Home • Polychytrium aggregatum JEL109 v1.0
Polychytrium aggregatum JEL109. Photo by D. Rabern Simmons.
Polychytrium aggregatum JEL109. Photo by D. Rabern Simmons.

Polychytrium aggregatum (JEL109) is a polycentric, inoperculate chytrid species cultured from chitin baiting of a water and detritus sample of Bryant’s Bog taken near the University of Michigan Biological Station in Cheboygan Co., Michigan on Sept 28, 1992. This species was first described by Libero Ajello in 1942 from a bog in New Jersey and was also reported by Ajello in Brazil in 1944. The hyphal-like rhizomycelium of the developing thallus gives rise to intercalary and terminal zoosporangia, varying from generally pyriform to occasionally tuberculate. In Fred Sparrow’s 1960 monograph Aquatic Phycomycetes, he concluded his discussion on the species with, “It is abundant in bogs in Northern Michigan where it is obtained on shrimp chitin bait.” Sparrow’s student Joyce E. Longcore took this to heart when, 32 years later, she isolated JEL109 on chitin bait from one of the sites Sparrow had investigated during his tenure as the Director of the University of Michigan Biological Station. A molecular phylogeny placed P. aggregatum JEL109 outside of the Chytridiales along with other genera of both polycentric and monocentric species (James et al. 2000). A distinct phylogenetic placement and zoospore ultrastructure of Polychytrium and the related genus Karlingiomyces was confirmed by additional studies (James et al. 2006). Longcore and Simmons (2012) examined the ultrastructure of this and related species and described the Polychytriales, with JEL109 representing the type species of the new order. This order has only 5 genera and 6 species discovered thus far and may be the earliest diverging lineage in Chytridiomycotina. Genomic comparisons across orders will elucidate the mechanisms of how polycentricity arose in multiple chytrid orders (Dee et al. 2015), along with helping us fully understand the ecological niche of this order, whose species tend to subside on chitin substrates.

References:

Dee, J. M., M. Mollicone, J. E. Longcore, R. W. Roberson, and M. L. Berbee (2015). Cytology and molecular phylogenetics of Monoblepharidomycetes provide evidence for multiple independent origins of the hyphal habit in the Fungi. Mycologia, 107: 710-728.

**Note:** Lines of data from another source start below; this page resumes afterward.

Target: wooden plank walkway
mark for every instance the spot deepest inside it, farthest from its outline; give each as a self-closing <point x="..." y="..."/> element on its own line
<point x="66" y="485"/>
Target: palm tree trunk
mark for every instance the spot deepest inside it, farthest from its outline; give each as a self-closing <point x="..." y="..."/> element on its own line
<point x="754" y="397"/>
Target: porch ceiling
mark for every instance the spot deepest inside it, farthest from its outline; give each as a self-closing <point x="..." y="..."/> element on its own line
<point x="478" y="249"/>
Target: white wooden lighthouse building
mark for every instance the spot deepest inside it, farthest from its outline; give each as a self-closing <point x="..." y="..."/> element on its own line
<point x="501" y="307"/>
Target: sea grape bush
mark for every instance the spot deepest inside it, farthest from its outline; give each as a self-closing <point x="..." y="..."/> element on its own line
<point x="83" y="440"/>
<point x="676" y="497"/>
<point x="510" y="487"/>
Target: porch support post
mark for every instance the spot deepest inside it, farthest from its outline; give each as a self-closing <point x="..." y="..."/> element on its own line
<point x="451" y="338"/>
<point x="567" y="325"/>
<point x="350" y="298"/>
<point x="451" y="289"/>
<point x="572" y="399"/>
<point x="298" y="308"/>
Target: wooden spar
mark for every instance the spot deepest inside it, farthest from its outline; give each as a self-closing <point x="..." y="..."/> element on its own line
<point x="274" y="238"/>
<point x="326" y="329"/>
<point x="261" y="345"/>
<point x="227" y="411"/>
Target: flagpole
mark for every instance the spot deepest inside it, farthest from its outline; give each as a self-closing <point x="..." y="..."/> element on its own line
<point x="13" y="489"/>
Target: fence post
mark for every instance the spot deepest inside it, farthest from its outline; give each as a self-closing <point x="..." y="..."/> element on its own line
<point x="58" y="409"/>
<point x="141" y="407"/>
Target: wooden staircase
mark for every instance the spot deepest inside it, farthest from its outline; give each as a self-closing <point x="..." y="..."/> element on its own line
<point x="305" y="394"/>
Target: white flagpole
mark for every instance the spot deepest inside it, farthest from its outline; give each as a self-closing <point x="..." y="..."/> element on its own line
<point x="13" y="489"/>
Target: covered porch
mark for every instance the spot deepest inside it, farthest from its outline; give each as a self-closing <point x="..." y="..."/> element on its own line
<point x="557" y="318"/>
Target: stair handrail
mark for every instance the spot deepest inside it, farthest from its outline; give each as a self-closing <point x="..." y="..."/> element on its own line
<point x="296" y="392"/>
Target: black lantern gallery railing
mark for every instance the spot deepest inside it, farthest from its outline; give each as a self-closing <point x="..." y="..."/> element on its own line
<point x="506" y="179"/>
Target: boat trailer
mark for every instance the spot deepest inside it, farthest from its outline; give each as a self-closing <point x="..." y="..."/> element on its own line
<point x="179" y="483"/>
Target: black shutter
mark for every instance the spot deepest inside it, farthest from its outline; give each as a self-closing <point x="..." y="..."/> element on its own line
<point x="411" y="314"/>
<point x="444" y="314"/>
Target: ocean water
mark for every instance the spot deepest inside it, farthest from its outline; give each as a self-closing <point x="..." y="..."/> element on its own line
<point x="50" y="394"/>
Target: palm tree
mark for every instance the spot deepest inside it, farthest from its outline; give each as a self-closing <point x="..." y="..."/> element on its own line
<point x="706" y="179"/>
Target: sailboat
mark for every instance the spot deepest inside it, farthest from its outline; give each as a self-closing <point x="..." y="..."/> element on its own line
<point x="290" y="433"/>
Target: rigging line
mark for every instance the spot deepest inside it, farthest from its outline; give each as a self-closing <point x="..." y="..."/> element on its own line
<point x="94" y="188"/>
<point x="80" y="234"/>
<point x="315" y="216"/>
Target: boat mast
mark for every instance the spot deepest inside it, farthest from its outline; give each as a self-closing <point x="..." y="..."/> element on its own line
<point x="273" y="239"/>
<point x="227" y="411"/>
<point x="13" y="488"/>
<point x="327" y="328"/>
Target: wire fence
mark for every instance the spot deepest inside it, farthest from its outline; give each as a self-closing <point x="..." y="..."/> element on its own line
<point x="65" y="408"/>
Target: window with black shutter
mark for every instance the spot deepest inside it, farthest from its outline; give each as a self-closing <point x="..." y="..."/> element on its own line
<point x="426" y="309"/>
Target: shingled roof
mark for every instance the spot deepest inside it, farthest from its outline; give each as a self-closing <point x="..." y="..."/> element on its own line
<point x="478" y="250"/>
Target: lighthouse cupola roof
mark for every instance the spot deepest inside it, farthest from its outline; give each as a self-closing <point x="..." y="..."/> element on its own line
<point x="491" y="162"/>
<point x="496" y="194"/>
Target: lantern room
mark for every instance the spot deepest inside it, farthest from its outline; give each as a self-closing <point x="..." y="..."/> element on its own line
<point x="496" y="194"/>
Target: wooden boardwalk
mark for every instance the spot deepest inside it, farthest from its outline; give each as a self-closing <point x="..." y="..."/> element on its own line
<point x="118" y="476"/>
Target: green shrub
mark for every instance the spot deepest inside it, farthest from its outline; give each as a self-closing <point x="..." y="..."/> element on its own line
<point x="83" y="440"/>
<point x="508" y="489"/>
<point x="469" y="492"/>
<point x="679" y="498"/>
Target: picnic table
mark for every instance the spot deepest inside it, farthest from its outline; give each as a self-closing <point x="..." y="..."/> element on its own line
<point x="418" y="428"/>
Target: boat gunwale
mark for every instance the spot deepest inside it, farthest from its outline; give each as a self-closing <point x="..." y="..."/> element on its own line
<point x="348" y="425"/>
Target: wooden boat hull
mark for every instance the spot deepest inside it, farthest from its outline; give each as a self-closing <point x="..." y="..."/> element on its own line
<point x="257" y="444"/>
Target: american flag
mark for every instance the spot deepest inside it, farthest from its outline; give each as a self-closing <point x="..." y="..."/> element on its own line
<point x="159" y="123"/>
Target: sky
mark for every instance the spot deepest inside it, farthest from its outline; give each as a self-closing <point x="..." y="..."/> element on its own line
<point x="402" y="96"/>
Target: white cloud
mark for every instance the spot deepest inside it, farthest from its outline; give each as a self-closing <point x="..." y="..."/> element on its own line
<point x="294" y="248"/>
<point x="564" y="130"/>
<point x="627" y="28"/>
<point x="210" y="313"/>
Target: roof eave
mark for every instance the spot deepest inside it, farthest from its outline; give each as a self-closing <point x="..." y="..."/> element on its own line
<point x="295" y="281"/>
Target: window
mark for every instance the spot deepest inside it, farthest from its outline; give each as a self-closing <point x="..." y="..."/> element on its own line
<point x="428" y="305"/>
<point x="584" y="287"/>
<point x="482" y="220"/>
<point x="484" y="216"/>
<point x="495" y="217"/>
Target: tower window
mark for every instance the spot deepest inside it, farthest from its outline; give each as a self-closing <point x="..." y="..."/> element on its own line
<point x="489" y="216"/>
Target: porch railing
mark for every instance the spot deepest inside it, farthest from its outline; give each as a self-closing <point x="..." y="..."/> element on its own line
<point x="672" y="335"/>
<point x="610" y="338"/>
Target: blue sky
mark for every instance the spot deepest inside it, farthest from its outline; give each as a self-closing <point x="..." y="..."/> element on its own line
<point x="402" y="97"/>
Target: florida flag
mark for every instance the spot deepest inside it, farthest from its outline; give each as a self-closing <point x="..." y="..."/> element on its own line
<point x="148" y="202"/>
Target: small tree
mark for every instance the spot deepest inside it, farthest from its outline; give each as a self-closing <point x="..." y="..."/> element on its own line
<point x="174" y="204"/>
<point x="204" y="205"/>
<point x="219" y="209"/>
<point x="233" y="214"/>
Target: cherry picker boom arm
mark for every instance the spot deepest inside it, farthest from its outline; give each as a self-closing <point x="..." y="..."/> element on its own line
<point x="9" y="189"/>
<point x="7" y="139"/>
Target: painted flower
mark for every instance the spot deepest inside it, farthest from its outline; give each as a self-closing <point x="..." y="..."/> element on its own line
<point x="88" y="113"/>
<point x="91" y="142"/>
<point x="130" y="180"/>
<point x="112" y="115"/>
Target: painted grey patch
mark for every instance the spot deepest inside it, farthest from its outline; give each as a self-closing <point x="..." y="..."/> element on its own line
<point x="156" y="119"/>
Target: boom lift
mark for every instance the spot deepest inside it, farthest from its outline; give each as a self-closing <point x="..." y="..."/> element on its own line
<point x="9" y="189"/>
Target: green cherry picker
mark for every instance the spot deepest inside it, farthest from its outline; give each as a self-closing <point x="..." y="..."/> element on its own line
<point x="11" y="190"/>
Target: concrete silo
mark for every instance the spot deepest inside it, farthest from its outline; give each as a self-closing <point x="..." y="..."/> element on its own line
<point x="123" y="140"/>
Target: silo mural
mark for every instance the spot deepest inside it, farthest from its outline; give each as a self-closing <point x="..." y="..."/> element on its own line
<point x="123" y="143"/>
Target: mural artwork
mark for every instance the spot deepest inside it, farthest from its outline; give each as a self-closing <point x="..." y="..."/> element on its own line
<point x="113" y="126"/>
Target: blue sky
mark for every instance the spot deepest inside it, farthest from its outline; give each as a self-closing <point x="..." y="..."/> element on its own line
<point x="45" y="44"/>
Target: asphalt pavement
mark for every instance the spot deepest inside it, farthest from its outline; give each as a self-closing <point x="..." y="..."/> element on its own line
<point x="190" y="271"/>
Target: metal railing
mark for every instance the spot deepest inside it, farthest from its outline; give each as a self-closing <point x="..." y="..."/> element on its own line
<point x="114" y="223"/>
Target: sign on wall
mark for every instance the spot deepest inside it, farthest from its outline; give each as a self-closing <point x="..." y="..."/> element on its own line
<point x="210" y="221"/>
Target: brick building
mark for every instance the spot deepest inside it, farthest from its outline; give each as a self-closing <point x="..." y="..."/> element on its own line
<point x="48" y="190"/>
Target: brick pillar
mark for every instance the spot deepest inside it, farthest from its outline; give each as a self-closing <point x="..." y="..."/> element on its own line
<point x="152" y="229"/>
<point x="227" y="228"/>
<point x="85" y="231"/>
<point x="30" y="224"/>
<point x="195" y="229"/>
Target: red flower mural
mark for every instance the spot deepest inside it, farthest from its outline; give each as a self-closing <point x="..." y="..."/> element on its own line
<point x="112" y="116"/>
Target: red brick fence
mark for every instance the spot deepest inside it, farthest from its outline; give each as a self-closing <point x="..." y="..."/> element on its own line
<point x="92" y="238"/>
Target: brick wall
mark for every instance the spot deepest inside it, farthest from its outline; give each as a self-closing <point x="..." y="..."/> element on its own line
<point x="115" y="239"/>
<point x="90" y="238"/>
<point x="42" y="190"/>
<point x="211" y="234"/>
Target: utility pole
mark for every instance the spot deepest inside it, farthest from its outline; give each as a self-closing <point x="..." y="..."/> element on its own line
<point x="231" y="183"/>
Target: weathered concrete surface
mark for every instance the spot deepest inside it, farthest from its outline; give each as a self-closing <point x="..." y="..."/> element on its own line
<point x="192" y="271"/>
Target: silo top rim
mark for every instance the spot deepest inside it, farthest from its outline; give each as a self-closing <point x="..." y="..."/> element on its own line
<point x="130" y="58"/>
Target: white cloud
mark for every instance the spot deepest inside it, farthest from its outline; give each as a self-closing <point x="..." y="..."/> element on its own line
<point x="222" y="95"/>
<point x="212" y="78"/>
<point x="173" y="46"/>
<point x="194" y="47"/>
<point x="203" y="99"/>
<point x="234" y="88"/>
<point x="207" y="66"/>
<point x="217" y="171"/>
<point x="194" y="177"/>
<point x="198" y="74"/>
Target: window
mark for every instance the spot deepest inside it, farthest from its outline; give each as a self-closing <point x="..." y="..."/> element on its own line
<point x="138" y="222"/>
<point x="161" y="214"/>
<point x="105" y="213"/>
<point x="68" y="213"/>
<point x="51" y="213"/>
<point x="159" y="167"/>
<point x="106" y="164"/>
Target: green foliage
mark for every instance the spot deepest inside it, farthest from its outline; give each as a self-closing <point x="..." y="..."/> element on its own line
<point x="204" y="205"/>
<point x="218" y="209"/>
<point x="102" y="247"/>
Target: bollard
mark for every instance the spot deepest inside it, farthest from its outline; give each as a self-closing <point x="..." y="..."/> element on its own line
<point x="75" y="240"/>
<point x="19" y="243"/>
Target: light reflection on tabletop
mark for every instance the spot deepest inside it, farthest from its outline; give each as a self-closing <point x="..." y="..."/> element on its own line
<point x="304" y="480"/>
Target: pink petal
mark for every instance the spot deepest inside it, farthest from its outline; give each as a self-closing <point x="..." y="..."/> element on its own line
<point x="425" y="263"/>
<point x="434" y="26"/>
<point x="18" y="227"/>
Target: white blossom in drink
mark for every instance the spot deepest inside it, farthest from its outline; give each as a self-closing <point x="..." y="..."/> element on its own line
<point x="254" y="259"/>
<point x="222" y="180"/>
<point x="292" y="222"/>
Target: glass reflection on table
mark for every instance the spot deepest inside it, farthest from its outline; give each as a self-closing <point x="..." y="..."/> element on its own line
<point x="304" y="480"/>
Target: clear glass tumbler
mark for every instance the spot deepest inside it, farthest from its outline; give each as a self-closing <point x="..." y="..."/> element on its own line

James, T. Y., D. Porter, C. A. Leander, R. Vilgalys, and J. E. Longcore. (2000). Molecular phylogenetics of the Chytridiomycota supports the utility of ultrastructural data in chytrid systematics. Canadian Journal of Botany 78: 336-350.

James, T. Y., P. M. Letcher, J. E. Longcore, S. E. Mozley-Standridge, D. Porter, M. J. Powell, G. W. Griffith, R. Vilgalys (2006). A molecular phylogeny of the flagellated Fungi (Chytridiomycota) and a proposal for a new phylum (Blastocladiomycota). Mycologia 98: 860-871.

Longcore, J. E., and D. R. Simmons (2012). The Polychytriales ord. nov. contains chitinophilic members of the rhizophlyctoid alliance. Mycologia 104: 276-294.